Salvatore left the living room and didn’t return. He’d fallen, exhausted, onto his bed. Before leaving, we all filed into his room. His student kissed his forehead and we emulated her, as if it were a funeral. Then, everyone left at the same instant, like the ghostly members of a hypothetical corps de ballet. Moby and I stayed on. We tried making love in Salvatore’s armchair, he touched my breasts. I wanted to kiss him, but his neck smelled of pomegranate and pork and I had to go to the bathroom to throw up. When I came back, Moby had gone. That was the last time I saw him.
*
I’ve stopped breastfeeding the baby. Five days with my boobs hard and red. But the thought of not producing milk is heartening. It wasn’t easy, it’s never easy, being a person who produces milk.
*
When Moby disappeared, Pajarote began to come on Wednesdays again.

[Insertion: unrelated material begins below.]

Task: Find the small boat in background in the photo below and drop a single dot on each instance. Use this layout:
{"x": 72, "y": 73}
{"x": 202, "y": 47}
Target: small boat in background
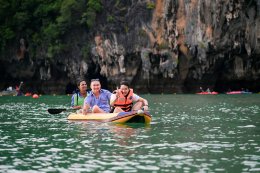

We breakfasted on toast with cheese and honey; I drank coffee with cream, Pajarote had a can of Coca-Cola. He explained some theories about the degree of semantic opacity and conventionality of metaphors. He was writing a paper on judgments and their semantic relationship to a word associated with the literal and figurative meanings of utterances. I preferred the cat theory. Pajarote used to talk with his mouth full of toast. The crumbs fell on the table and kitchen floor. When he’d gone, I furiously vacuumed the apartment.
*
Both toilets in the house are blocked. The downstairs one went first. It overflows if you pull the chain. Shit flows out all over the place. My husband unblocks it, swabs the bathtub with bleach, mops the floor frenetically. No use. Next it’s the upstairs one. Same problem. The boy says it’s the neighbor’s cockroaches blocking the pipes.
*
The literal and figurative meanings of utterances: Salvatore wasn’t a biologist, he was a professor of biology.
*
Detective Matias didn’t contact me again for several months. But, finally, he called. We’ve closed the case, he announced over the phone, I’ve been transferred to a different precinct. He personally apologized for not having gotten anywhere. The truth is that I’d stopped caring about the case, and simply liked visiting him once in a while, asking him questions, listening to his answers. I went to see him one last time in his office on 126th Street. He offered me coffee and talked about growing up as an Ecuadorian kid in the Bronx. He unashamedly hated blacks. When he was a boy, two Afro Americans cracked his skull open in the schoolyard because he couldn’t get the ball in the basket. They beat me up and pulled down my shorts and my underpants. They saw my little ass, mi culito, he said, using Spanish for the first time.